Ehrenbürgerwürde für Rita Süssmuth
Kämpferin - Brückenbauerin - Mutmacherin
Herr Bürgermeister,
verehrte Ehrenbürgerin, liebe Rita Süssmuth,
meine sehr geehrten Damen und Herren,
es ist mir eine Ehre und Freude heute hier sprechen zu dürfen
über eine herausragende Politikerin unseres Landes,
über eine Neusser Mitbürgerin,
und – ich verhehle es nicht – über eine besonders liebe Freundin.
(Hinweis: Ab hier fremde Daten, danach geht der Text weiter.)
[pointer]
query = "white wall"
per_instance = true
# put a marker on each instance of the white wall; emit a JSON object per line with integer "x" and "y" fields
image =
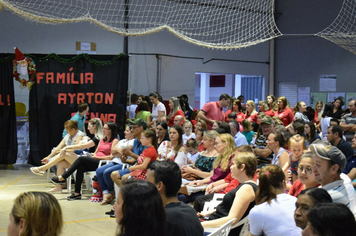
{"x": 304, "y": 58}
{"x": 178, "y": 74}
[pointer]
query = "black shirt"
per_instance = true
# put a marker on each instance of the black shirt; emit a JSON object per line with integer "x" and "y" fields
{"x": 182, "y": 220}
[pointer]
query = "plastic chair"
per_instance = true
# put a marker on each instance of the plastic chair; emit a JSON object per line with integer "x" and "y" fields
{"x": 224, "y": 230}
{"x": 20, "y": 109}
{"x": 211, "y": 205}
{"x": 117, "y": 188}
{"x": 244, "y": 231}
{"x": 89, "y": 175}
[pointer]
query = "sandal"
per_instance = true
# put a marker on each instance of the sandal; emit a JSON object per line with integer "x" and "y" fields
{"x": 36, "y": 171}
{"x": 108, "y": 201}
{"x": 54, "y": 190}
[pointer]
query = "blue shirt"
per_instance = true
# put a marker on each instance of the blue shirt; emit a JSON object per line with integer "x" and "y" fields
{"x": 137, "y": 147}
{"x": 80, "y": 120}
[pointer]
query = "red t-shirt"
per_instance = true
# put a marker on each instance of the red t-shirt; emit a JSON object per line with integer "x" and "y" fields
{"x": 233, "y": 183}
{"x": 213, "y": 111}
{"x": 286, "y": 116}
{"x": 201, "y": 147}
{"x": 252, "y": 117}
{"x": 151, "y": 153}
{"x": 269, "y": 112}
{"x": 170, "y": 122}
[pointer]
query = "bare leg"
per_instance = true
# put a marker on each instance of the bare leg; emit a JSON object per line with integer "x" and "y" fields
{"x": 62, "y": 166}
{"x": 115, "y": 176}
{"x": 69, "y": 157}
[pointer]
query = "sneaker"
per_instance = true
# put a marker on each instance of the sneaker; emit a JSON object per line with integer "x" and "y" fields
{"x": 110, "y": 212}
{"x": 56, "y": 181}
{"x": 74, "y": 197}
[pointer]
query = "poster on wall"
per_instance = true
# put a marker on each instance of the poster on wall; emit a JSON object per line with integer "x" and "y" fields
{"x": 61, "y": 85}
{"x": 349, "y": 97}
{"x": 304, "y": 95}
{"x": 327, "y": 83}
{"x": 333, "y": 96}
{"x": 314, "y": 97}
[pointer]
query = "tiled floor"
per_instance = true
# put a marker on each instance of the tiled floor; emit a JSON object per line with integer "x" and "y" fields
{"x": 81, "y": 217}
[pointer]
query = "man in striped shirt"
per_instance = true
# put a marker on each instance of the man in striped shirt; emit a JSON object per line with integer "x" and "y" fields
{"x": 329, "y": 162}
{"x": 348, "y": 122}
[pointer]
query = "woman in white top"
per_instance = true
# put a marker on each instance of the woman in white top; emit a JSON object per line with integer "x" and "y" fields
{"x": 174, "y": 149}
{"x": 103, "y": 173}
{"x": 325, "y": 120}
{"x": 158, "y": 108}
{"x": 274, "y": 213}
{"x": 299, "y": 110}
{"x": 276, "y": 142}
{"x": 61, "y": 155}
{"x": 61, "y": 152}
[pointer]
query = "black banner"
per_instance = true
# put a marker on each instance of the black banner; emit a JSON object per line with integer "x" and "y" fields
{"x": 62, "y": 84}
{"x": 8, "y": 137}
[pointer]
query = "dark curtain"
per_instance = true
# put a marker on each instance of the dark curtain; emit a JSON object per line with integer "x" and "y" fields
{"x": 8, "y": 137}
{"x": 61, "y": 85}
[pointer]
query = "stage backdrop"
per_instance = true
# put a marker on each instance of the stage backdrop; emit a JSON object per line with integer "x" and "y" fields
{"x": 8, "y": 138}
{"x": 64, "y": 81}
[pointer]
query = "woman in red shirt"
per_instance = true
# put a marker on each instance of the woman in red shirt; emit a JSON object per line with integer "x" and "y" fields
{"x": 175, "y": 110}
{"x": 251, "y": 113}
{"x": 284, "y": 112}
{"x": 237, "y": 108}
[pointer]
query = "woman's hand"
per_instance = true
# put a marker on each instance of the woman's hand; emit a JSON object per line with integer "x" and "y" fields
{"x": 187, "y": 169}
{"x": 44, "y": 160}
{"x": 195, "y": 183}
{"x": 209, "y": 188}
{"x": 201, "y": 215}
{"x": 126, "y": 152}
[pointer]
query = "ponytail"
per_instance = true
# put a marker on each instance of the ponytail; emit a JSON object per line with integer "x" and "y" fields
{"x": 270, "y": 179}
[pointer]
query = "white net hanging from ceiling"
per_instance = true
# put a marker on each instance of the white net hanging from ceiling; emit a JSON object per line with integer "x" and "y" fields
{"x": 223, "y": 24}
{"x": 343, "y": 30}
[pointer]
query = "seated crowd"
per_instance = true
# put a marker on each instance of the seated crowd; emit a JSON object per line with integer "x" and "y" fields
{"x": 274, "y": 169}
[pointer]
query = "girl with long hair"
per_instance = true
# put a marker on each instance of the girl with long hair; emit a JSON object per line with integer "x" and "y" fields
{"x": 251, "y": 113}
{"x": 310, "y": 132}
{"x": 139, "y": 210}
{"x": 90, "y": 162}
{"x": 283, "y": 111}
{"x": 174, "y": 149}
{"x": 238, "y": 202}
{"x": 274, "y": 207}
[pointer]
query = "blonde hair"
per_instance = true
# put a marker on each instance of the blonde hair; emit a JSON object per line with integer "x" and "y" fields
{"x": 249, "y": 160}
{"x": 187, "y": 122}
{"x": 252, "y": 104}
{"x": 297, "y": 139}
{"x": 224, "y": 158}
{"x": 98, "y": 127}
{"x": 71, "y": 124}
{"x": 40, "y": 211}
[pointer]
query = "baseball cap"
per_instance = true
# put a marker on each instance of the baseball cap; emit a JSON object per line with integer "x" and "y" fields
{"x": 139, "y": 122}
{"x": 329, "y": 152}
{"x": 267, "y": 120}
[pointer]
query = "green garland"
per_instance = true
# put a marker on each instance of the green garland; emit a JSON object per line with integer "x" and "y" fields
{"x": 68, "y": 60}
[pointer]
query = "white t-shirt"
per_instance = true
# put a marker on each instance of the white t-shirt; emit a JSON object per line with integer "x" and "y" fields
{"x": 156, "y": 109}
{"x": 275, "y": 219}
{"x": 131, "y": 109}
{"x": 124, "y": 144}
{"x": 186, "y": 138}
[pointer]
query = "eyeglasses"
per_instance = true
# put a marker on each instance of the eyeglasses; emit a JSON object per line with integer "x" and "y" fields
{"x": 307, "y": 170}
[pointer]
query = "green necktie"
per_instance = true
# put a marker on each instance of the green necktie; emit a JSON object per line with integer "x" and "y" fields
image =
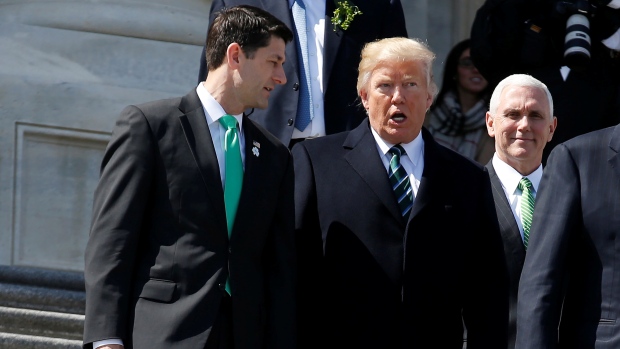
{"x": 527, "y": 207}
{"x": 233, "y": 169}
{"x": 400, "y": 180}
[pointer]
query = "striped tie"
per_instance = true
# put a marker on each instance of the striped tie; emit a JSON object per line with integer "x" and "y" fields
{"x": 527, "y": 207}
{"x": 400, "y": 180}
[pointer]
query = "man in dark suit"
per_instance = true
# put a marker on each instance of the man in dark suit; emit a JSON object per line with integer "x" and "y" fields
{"x": 334, "y": 55}
{"x": 397, "y": 235}
{"x": 168, "y": 262}
{"x": 568, "y": 294}
{"x": 531, "y": 37}
{"x": 521, "y": 120}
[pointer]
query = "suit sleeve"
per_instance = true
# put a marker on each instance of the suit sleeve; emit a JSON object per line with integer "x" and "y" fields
{"x": 282, "y": 282}
{"x": 557, "y": 216}
{"x": 485, "y": 309}
{"x": 120, "y": 200}
{"x": 309, "y": 244}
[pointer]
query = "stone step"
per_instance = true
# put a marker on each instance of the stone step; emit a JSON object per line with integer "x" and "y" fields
{"x": 21, "y": 321}
{"x": 40, "y": 289}
{"x": 42, "y": 298}
{"x": 19, "y": 341}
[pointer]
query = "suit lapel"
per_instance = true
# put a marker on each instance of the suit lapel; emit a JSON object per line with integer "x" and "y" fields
{"x": 432, "y": 177}
{"x": 364, "y": 159}
{"x": 198, "y": 137}
{"x": 332, "y": 43}
{"x": 614, "y": 145}
{"x": 507, "y": 223}
{"x": 256, "y": 178}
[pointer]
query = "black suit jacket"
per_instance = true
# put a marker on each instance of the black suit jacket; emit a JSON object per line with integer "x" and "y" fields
{"x": 158, "y": 253}
{"x": 384, "y": 281}
{"x": 571, "y": 276}
{"x": 341, "y": 57}
{"x": 514, "y": 251}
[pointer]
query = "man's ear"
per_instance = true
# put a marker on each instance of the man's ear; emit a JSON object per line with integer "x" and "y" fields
{"x": 364, "y": 97}
{"x": 490, "y": 128}
{"x": 233, "y": 52}
{"x": 552, "y": 128}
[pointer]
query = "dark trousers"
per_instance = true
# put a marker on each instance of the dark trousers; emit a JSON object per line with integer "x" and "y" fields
{"x": 221, "y": 336}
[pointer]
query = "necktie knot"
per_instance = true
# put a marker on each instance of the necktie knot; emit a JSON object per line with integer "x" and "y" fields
{"x": 397, "y": 151}
{"x": 228, "y": 121}
{"x": 524, "y": 184}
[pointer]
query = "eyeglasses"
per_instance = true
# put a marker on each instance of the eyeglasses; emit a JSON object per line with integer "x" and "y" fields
{"x": 466, "y": 62}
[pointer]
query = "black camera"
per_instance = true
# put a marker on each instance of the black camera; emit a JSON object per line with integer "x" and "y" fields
{"x": 577, "y": 42}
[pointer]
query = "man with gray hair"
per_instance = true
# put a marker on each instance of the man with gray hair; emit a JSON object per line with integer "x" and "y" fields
{"x": 521, "y": 120}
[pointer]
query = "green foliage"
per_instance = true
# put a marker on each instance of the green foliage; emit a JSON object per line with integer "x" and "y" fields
{"x": 344, "y": 14}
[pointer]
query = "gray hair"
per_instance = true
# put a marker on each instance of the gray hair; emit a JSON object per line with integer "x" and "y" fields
{"x": 522, "y": 80}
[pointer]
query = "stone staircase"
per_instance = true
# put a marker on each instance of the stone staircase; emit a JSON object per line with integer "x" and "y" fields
{"x": 41, "y": 308}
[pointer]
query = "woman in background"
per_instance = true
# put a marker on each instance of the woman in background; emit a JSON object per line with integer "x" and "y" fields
{"x": 457, "y": 118}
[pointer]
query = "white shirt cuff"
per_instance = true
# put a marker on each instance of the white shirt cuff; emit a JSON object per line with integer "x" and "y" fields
{"x": 98, "y": 344}
{"x": 614, "y": 4}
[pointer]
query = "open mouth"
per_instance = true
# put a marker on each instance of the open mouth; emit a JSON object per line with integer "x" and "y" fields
{"x": 398, "y": 117}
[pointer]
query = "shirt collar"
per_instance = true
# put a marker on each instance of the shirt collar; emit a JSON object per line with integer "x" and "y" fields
{"x": 510, "y": 177}
{"x": 213, "y": 110}
{"x": 413, "y": 148}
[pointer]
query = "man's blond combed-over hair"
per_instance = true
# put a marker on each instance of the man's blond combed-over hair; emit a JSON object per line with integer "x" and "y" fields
{"x": 396, "y": 49}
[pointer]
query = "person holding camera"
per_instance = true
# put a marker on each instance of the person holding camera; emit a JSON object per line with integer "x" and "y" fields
{"x": 572, "y": 46}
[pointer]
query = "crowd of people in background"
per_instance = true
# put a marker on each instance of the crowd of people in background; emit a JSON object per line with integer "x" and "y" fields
{"x": 318, "y": 190}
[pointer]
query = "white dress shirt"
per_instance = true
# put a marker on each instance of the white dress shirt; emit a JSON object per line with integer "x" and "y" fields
{"x": 213, "y": 111}
{"x": 509, "y": 177}
{"x": 412, "y": 161}
{"x": 315, "y": 30}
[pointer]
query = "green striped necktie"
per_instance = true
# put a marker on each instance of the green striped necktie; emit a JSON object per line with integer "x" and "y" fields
{"x": 400, "y": 180}
{"x": 527, "y": 207}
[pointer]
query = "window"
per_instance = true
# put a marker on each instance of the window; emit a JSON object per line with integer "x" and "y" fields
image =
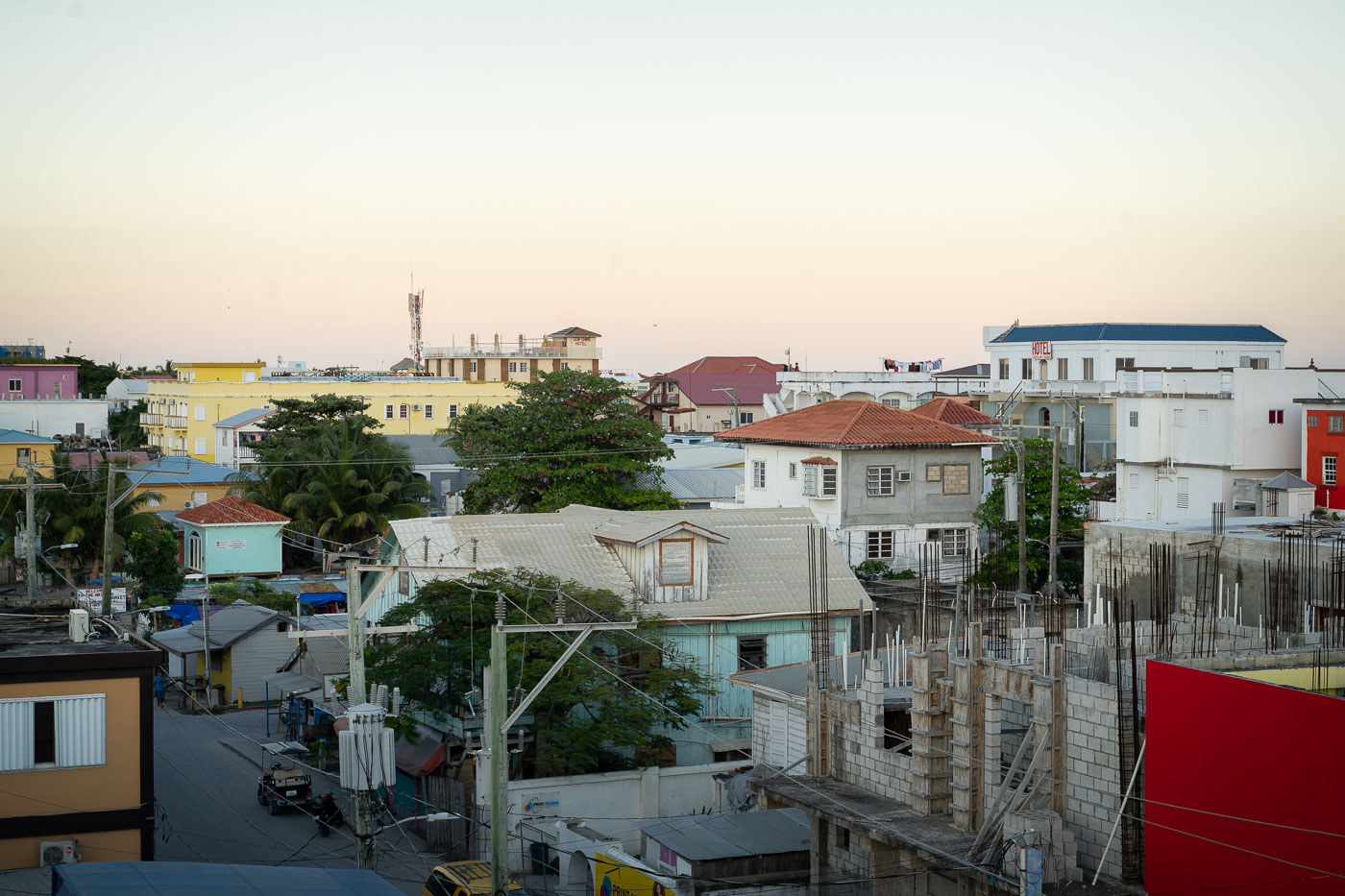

Und an den Anfang stelle ich den Glückwunsch: Herzlichen Glückwunsch zur ganz besonderen Auszeichnung als Ehrenbürgerin unserer Stadt! Ich danke dem Rat der Stadt Neuss, der am 16. Dezember 2022, einer gemeinsamen Initiative von Bürgermeister Reiner Breuer und mir folgend beschlossen hat, Rita Süssmuth das Ehrenbürgerrecht zu verleihen. Die Einstimmigkeit dieses Beschlusses zeigt dabei die herausragende Wertschätzung, die Rita Süssmuth in unserer Stadt über alle Parteigrenzen hinweg genießt. Rita Süssmuth ist die erste Ehrenbürgerin der Stadt Neuss. Mit ihr wurde eine kämpferische Anwältin der Frauen gewürdigt – und zugleich wird in der Erstmaligkeit der Verleihung dieser besonderen Würde an eine Frau deutlich, dass die Arbeit an diesem Ziel der Gleichberechtigung von Frauen und Männern keineswegs abgeschlossen ist.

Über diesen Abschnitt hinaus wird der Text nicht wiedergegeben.